Manhattan Associates CEO Eddie Capel kicked off this year’s Momentum Connect conference with eight powerful words:
“Imagine what our whiteboard could do for you?”
Not only were these words inspiring for what they suggest around innovation but also because they provide the backdrop for one of the most important evolutions in the history of retail — active cloud-based supply chains.
Since my partner and I founded Omni Talk four years ago, we have made it no secret that the principles of cloud commerce are the single most important foundational element of omnichannel retailing. In order to digitize our understanding of the physical world in the same way we understand e-commerce, systems have to coordinate and work together in real-time.

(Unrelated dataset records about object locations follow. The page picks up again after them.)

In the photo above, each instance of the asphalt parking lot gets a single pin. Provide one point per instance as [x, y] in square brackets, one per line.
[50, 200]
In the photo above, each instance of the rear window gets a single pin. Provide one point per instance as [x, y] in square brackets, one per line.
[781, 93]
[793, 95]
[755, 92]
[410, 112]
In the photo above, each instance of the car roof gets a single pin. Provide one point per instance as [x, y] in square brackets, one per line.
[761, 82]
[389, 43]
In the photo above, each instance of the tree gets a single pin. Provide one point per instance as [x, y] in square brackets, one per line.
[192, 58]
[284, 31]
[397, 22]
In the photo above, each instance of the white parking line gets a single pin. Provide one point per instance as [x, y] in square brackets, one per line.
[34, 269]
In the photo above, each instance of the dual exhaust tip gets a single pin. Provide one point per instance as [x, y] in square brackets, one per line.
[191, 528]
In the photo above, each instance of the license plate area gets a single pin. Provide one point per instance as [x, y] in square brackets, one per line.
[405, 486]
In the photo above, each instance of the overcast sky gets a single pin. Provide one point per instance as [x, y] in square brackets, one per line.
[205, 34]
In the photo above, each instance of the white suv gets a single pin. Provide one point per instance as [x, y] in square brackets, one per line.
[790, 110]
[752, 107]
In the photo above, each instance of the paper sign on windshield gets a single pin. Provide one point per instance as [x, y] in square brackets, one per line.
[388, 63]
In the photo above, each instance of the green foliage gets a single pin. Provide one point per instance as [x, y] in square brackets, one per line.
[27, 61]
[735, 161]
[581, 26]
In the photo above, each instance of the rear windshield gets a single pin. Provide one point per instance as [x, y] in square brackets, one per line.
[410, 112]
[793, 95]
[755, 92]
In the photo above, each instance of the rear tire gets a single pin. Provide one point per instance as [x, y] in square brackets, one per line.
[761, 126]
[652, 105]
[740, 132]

So, I was through the moon excited when Manhattan Associates asked me to attend this year’s Momentum Connect conference and to share my thoughts on all its first day activities around this subject. The day saw me taking in keynotes from supply chain executives, listening to customer testimonials, boning up on cloud architecture and learning the difference from Google between things like “regions” and “zones” and why Colossus isn’t just an X-Men character, to hearing from NASA engineers about the impracticality of exploring how to fly (more on that in a minute).
As much as I loved the whiteboard quote from day one though, believe it or not, it actually wasn’t my favorite thing Eddie Capel said throughout his speech, either. That honor goes to another statement:
“Self-managed integrations leave you in purgatory,” Capel said.

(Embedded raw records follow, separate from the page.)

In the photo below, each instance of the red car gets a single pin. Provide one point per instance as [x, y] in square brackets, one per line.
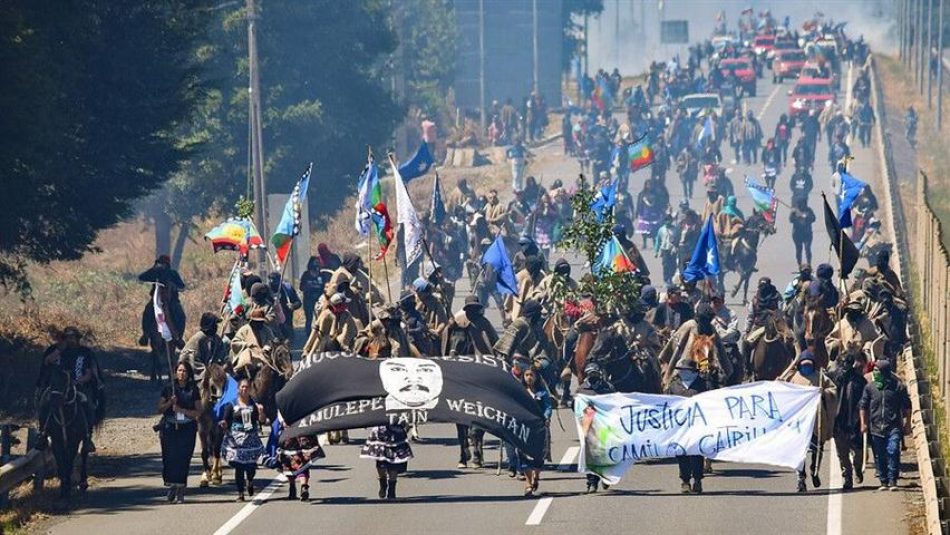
[787, 64]
[744, 71]
[763, 46]
[810, 94]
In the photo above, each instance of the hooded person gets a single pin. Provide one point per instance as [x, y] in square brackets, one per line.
[805, 372]
[430, 306]
[554, 286]
[525, 335]
[468, 331]
[528, 280]
[204, 347]
[335, 328]
[855, 332]
[716, 369]
[252, 342]
[687, 382]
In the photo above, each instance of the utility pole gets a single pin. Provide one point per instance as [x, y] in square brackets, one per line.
[930, 72]
[534, 44]
[940, 67]
[254, 116]
[481, 64]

This statement is important for two reasons. One, it is brilliant, but, two, and with all due respect to Mr. Capel, it is also flat out wrong.
Because self-managed integrations don’t leave retailers in purgatory. They leave them in hell.
Because, let’s be honest, the only real difference between purgatory and the hell of not being able to meet your customers’ needs within retail is semantics. Hell and purgatory may as well be synonymous when omnichannel demanding customers are involved.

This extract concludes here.